Discovering Heavy New Physics in Boosted Z Channels: Z rightarrow l ^+l^- vs. Z rightarrow ν bar{ν}

We propose a strategy for new physics searches in channels which contain a boosted $Z$ boson in the final state. Our proposal exploits the previously overlooked advantages of boosted $Z\rightarrow \nu \bar{\nu}$ topologies, where collimated neutrinos result in signals with large missing energy. We illustrate the advantage of this channel in a case study of singly produced TeV scale charge 2/3 fermionic top partners ($T'$) which decay to $t+Z$. A comparison with the di-leptonic channel reveals that signals with missing energy offer superior probes of new physics at TeV scales, despite the large $t\bar{t}$ backgrounds.

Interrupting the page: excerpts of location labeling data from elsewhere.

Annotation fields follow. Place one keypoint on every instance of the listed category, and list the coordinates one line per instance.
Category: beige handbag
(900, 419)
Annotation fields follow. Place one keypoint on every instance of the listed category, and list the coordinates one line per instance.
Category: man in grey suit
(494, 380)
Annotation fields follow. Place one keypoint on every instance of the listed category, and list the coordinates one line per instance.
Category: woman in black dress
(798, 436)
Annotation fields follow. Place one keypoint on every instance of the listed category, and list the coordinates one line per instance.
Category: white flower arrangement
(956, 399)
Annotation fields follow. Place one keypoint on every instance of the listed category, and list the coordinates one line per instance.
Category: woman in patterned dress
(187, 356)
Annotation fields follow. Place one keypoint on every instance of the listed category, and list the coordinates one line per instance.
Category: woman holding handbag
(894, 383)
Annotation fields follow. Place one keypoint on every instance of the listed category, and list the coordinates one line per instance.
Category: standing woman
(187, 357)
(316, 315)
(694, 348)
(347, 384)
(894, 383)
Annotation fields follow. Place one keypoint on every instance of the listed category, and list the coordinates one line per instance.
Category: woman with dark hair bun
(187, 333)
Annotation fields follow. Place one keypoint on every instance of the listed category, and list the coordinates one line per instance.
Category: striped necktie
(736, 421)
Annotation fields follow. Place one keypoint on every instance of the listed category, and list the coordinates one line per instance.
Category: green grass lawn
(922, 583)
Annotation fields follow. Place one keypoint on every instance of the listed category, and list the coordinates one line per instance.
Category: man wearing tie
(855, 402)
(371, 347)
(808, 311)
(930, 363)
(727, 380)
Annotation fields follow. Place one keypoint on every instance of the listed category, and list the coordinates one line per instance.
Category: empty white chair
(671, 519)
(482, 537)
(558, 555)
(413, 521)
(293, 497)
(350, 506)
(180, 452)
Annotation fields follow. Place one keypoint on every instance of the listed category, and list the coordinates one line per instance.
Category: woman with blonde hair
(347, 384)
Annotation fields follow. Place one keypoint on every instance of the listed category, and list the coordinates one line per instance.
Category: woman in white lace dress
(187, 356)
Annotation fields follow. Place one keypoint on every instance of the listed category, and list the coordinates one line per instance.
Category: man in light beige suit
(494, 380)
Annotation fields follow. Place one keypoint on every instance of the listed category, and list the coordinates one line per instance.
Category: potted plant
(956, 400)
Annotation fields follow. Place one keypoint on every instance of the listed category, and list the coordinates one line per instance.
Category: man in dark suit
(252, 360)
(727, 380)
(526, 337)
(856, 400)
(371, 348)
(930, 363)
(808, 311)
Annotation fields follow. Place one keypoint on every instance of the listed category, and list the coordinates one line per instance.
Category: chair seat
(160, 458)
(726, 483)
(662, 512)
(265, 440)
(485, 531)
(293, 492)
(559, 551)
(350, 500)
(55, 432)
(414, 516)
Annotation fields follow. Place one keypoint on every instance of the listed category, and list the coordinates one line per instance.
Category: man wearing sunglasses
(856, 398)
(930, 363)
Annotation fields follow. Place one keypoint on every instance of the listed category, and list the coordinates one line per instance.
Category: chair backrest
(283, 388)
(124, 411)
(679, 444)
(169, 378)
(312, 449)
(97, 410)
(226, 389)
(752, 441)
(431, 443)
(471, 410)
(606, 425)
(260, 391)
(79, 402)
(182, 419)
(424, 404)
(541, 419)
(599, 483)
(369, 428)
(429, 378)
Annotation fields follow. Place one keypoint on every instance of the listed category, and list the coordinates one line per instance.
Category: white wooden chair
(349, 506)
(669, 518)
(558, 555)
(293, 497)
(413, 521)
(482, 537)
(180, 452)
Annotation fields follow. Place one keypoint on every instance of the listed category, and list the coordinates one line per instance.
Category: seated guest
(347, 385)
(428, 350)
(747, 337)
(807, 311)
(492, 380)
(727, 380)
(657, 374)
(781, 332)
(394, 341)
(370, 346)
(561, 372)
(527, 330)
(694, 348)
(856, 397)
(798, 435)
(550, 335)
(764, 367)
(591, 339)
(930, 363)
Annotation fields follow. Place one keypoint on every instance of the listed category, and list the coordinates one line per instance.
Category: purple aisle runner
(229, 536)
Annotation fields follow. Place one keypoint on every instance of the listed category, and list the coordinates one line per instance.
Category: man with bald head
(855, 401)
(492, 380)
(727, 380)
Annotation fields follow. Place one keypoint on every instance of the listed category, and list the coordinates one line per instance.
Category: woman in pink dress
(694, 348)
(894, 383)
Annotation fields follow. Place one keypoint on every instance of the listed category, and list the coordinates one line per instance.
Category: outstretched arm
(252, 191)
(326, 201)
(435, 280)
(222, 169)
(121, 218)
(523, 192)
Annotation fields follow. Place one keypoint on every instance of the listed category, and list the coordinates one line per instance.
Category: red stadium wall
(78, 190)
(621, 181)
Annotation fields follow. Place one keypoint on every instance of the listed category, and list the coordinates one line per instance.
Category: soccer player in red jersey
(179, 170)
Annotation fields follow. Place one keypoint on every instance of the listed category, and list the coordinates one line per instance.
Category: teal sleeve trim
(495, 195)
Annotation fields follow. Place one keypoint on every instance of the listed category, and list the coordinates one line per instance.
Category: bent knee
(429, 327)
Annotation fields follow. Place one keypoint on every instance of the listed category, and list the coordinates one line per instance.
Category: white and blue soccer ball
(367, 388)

The effect can be attributed to a factor of $\sim 3$ enhancement in the signal cross section, coming from the branching ratio of $Z\rightarrow \nu \bar{\nu}$. We exploit the unique event topology of singly produced top partners to suppress the $t\bar{t}$ background, as well as further improve on the existing proposals to detect $T'$ in the boosted di-lepton channel. Our conclusions on advantages of $Z\rightarrow \nu \bar{\nu}$ can be extended to most physics searches which utilize a boosted $Z$ boson in the final state.